During the general election, the Green Party in England, Plaid Cymru (The Party of Wales) and the Scottish National Party offered Labour their support in a supposed “Progressive Alliance” against the Conservatives. Labour Party leader Ed Miliband rejected all such entreaties as a means of convincing big business of Labour’s readiness to continue with an austerity agenda.

With Labour defeated and in the midst of a leadership contest dominated by pledges of “economic competence” and pro-business policies, Green Party MP Caroline Lucas advanced the People’s Assembly as an external lobby for the Progressive Alliance. She appealed to any Labour MPs supposedly ready “to see the light.”

“Those of us in that building [the Houses of Parliament] on the progressive side of politics need to be working together more. Only if other progressive politicians will defy their leaderships, vote down the kind of cuts that are coming, work together to bring your voices into that building … maybe just then we will win.”

This is a call for an alliance with an ever-dwindling Labour “left” whose function is to provide political cover for the right-wing, pro-corporate party.
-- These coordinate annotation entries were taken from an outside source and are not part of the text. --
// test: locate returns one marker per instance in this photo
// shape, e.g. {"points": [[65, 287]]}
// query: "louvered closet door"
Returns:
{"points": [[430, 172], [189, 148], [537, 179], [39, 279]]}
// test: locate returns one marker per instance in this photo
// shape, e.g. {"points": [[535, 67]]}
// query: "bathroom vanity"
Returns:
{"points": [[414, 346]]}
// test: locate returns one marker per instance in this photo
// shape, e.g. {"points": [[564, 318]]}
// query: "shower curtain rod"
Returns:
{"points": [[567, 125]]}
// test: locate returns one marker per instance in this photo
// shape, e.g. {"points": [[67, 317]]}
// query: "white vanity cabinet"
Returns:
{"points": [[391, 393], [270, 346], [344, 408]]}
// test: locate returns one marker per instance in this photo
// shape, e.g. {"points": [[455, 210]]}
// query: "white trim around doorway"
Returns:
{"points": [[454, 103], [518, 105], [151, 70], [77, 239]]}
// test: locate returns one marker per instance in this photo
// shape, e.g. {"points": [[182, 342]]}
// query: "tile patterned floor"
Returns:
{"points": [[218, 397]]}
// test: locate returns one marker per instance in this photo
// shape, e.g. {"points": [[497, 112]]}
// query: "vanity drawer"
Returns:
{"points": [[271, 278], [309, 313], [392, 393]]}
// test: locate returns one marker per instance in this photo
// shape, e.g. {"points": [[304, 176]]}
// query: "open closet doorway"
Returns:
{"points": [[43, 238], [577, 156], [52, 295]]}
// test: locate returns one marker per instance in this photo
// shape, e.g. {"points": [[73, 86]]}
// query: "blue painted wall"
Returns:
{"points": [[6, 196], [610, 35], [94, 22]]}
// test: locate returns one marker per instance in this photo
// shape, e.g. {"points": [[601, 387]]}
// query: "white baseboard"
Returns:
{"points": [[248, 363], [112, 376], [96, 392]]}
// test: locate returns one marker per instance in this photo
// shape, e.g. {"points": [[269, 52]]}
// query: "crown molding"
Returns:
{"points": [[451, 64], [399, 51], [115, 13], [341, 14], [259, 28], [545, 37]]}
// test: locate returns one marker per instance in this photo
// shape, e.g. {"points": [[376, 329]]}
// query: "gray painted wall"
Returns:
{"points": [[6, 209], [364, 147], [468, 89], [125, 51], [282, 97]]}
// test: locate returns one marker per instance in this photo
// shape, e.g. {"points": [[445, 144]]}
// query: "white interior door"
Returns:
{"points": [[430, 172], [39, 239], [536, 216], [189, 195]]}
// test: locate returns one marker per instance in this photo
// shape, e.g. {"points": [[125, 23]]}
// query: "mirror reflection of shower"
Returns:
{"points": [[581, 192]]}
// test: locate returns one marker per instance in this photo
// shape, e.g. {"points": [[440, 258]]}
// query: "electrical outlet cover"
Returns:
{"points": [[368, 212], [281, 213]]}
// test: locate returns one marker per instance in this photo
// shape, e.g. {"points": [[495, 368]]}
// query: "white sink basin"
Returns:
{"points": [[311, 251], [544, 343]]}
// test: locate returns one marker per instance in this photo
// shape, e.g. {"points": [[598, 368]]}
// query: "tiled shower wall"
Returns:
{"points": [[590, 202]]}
It serves to turn the millions of working people angered by Labour’s betrayals back towards the party and seeks to channel social protest into the dead-end of parliamentary politics.

The People’s Assembly also aims to provide cover for the trade unions, which have worked with the Labour Party and the Tories in enforcing austerity and smothering opposition. This was expressed by co-chair and Green Party National Executive Trade Union Officer Roymane Phoenix. She described “our trade unions” as “the weakest trade union movement in the developed world, stripped of power by Thatcher, not put back under Blair and not successfully fought for in the build-up to the election.”

Phoenix asked, “If we cannot call a strike to protect the jewel in our crown, the National Health Service, what sort of organisation [the Trades Union Congress] can that be for us?” In response to her own question, Phoenix offered the services of the People’s Assembly to help cover up the unions’ refusal to fight. “We need to work with them, but we may have to step to one side and work in our communities and organise,” Phoenix declared.

A prominent place at the demonstration was given to Jeremy Corbyn, who is one of the four contenders in the Labour leadership ballot. The candidate of the “left” gave an anodyne speech stating that it was “all about a social movement” necessary to force the state and the community “to take responsibility.”

A much smaller crowd of around 2,000 gathered in George Square in Glasgow, Scotland. The effects of the austerity measures on the working class were woven into the Scottish independence narrative, and there was no mention of the SNP government’s own austerity measures administered through the devolved parliament at Holyrood.

Jeane Freeman from Woman for Independence and a columnist for the National newspaper was once an adviser to the former Labour Scottish Minister Lord McConnell. “We stand today on the shoulders of those who have fought for what we have today and Westminster is trying to take away,” she said. Throughout her remarks, Westminster in London was the one and only villain.